In November of 2007, just about 2 1/2 years ago, Benjamin Hooks was awarded the Presidential Medal of Freedom, the highest civilian honor in the United States, by President George W. Bush.
He helped to establish, in his hometown of Memphis, the Benjamin Hooks Institute for Social Change at the University of Memphis. In talking with some of the faculty members at that institute a few years ago, one of them said Ben Hooks understands our country is a work in progress. He had seen the hard parts of it. He had seen the injustice of it. Before he died, he was still sad and angry about some of the injustices that exist today. But he had also seen the promise of it as well. Through his lifetime, he had lived through the King days; the sit-ins; the days of the first Black criminal court justice, where it was commonplace for African Americans to graduate from law school; the election of the first African-American President; the rise of the NAACP. Ben Hooks saw the great promise of American life.

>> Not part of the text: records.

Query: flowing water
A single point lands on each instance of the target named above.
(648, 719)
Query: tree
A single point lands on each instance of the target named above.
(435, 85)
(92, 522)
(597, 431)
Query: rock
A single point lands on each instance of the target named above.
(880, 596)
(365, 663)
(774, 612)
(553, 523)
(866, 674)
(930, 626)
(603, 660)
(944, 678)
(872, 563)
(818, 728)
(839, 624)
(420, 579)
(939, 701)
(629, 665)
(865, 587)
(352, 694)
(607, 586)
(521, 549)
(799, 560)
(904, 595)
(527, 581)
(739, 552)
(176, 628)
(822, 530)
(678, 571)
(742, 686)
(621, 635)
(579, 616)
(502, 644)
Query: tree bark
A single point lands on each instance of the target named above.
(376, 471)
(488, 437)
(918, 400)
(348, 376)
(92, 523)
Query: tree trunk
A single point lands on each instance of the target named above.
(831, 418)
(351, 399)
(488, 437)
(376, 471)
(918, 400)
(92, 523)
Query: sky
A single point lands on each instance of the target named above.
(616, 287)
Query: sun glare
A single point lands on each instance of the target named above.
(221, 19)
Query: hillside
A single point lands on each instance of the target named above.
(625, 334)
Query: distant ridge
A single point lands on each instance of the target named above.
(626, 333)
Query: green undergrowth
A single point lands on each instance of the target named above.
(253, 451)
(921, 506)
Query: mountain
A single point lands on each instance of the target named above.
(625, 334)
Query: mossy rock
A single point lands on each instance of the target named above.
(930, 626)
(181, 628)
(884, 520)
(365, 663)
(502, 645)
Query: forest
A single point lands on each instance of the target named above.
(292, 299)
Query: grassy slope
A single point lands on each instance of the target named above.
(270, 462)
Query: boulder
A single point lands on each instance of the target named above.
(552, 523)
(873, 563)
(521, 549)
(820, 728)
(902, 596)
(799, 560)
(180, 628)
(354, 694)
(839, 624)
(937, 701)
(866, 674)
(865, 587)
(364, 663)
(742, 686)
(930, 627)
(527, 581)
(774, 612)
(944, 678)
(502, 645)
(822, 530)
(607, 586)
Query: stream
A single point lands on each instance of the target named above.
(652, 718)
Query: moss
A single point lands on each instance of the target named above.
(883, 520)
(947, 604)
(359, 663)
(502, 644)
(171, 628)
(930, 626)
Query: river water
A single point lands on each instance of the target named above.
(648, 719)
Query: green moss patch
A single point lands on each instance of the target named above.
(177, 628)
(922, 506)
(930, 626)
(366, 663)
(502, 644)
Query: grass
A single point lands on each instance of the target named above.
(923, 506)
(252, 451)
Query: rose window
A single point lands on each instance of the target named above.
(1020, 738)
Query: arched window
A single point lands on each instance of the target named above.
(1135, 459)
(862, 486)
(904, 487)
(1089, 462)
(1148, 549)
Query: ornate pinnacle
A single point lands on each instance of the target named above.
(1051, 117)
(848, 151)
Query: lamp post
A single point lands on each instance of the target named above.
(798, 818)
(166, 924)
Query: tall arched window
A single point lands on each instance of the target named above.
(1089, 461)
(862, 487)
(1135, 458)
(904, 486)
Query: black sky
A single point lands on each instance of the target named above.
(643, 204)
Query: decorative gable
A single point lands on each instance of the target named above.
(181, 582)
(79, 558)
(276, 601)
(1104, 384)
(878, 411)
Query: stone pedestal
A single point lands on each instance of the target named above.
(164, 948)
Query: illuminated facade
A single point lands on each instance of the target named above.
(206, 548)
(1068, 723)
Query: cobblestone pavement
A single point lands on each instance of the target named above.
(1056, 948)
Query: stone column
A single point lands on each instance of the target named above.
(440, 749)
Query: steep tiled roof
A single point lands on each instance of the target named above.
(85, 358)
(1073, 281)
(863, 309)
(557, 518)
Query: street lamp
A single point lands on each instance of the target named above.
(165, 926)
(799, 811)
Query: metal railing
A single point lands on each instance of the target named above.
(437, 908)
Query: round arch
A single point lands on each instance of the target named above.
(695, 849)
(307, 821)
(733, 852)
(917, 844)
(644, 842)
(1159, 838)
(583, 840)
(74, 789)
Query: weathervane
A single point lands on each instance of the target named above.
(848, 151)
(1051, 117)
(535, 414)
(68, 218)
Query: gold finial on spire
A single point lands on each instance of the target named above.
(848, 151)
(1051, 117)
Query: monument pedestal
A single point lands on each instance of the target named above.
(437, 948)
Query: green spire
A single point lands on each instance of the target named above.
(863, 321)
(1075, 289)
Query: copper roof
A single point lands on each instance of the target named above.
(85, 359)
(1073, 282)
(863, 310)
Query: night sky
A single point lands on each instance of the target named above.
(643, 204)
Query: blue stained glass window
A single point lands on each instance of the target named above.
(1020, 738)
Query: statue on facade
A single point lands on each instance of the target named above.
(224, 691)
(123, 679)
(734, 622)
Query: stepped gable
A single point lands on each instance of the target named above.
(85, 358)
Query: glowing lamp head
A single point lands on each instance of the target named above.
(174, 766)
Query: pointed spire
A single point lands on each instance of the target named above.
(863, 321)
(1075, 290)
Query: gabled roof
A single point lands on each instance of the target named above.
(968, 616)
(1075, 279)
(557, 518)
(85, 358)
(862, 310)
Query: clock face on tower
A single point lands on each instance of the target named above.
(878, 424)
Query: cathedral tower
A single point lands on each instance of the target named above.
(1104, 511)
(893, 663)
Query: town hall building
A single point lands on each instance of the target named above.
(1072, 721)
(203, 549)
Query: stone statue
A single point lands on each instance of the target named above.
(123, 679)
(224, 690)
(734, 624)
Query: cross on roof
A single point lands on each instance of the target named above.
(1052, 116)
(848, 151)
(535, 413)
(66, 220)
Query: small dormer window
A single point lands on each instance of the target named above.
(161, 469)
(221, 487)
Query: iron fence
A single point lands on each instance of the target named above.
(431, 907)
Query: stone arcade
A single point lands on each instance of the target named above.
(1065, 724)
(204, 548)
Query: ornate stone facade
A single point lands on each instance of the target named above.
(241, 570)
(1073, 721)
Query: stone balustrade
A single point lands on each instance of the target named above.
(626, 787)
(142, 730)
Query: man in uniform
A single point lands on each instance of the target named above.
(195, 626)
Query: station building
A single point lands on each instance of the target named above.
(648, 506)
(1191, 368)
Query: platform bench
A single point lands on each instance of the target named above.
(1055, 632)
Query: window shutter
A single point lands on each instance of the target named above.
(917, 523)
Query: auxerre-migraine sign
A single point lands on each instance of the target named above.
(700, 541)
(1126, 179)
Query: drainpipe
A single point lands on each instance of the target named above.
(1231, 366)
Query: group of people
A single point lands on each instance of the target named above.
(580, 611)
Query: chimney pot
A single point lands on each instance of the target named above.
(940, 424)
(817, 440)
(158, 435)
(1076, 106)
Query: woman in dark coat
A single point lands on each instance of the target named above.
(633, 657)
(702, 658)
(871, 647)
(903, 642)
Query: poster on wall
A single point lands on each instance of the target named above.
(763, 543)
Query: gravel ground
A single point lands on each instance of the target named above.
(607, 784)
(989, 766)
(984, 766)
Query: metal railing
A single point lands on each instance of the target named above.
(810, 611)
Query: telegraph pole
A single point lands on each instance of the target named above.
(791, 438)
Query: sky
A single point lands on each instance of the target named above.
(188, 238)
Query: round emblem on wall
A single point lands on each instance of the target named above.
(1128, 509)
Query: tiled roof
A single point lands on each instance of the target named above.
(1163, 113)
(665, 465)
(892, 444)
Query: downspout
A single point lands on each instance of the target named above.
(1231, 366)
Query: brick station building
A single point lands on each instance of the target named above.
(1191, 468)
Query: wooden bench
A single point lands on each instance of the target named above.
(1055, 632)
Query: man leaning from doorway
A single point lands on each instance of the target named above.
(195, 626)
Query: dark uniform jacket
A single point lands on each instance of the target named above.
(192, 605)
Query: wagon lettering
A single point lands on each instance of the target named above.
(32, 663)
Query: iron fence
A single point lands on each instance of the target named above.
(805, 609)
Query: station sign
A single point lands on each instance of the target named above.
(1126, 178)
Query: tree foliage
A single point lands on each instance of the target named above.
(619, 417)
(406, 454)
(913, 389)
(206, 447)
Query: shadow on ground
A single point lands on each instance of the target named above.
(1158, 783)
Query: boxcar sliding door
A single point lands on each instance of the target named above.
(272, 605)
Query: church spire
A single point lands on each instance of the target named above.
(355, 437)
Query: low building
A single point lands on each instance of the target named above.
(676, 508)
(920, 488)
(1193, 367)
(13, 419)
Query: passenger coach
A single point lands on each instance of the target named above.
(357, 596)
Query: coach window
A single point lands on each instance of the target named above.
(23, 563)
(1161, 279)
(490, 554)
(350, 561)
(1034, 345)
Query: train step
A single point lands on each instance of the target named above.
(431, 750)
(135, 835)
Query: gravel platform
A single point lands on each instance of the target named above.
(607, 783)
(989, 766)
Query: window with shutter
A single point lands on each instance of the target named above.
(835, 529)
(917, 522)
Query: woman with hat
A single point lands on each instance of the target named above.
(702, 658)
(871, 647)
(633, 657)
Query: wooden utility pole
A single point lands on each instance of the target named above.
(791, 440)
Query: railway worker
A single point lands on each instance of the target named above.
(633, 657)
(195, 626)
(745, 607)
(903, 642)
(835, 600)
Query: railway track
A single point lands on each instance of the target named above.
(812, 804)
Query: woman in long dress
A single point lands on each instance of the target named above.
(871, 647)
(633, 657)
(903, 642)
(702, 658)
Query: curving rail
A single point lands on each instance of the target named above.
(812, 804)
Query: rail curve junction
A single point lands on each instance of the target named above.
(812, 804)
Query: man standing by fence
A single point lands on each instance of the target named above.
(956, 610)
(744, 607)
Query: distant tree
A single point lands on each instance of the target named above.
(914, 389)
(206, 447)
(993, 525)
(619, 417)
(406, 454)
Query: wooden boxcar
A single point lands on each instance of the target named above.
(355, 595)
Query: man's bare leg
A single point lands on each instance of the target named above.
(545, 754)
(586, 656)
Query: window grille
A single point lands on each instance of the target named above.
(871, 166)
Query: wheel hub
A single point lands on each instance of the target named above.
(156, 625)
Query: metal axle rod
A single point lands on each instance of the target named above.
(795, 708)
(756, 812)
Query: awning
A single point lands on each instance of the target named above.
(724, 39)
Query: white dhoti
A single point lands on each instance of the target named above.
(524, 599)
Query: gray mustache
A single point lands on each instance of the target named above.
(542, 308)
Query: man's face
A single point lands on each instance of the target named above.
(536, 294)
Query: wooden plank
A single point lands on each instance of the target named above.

After he was awarded the Medal of Freedom in 2007 by the President, I hosted a lunch for him in the Senate Dining Room downstairs. Those who come to the Senators' dining room are accustomed to seeing distinguished visitors. In fact, that is why most people go the Senators' dining room--to be seen. But that day Ben Hooks took over the dining room. He was by far the most distinguished visitor there. Some very well known people came to pay respect to him. One of them was the late Jack Kemp, who worked with Dr. Hooks on civil rights issues for many years. But the greatest commotion was caused by the people who work in the Senators' dining room--those who serve, those who wait tables, those who cook in the kitchen. They all wanted to shake Ben Hooks' hand. They wanted to say hello to him. They wanted his autograph. And most wanted his picture.
We will miss Ben Hooks' leadership. We will miss his vision. We will miss his capacity to work with Republicans as well as Democrats. Tennessee has lost one of its most distinguished citizens. But we are grateful for that life, and in Memphis on Wednesday we will celebrate the life of Dr. Benjamin L. Hooks.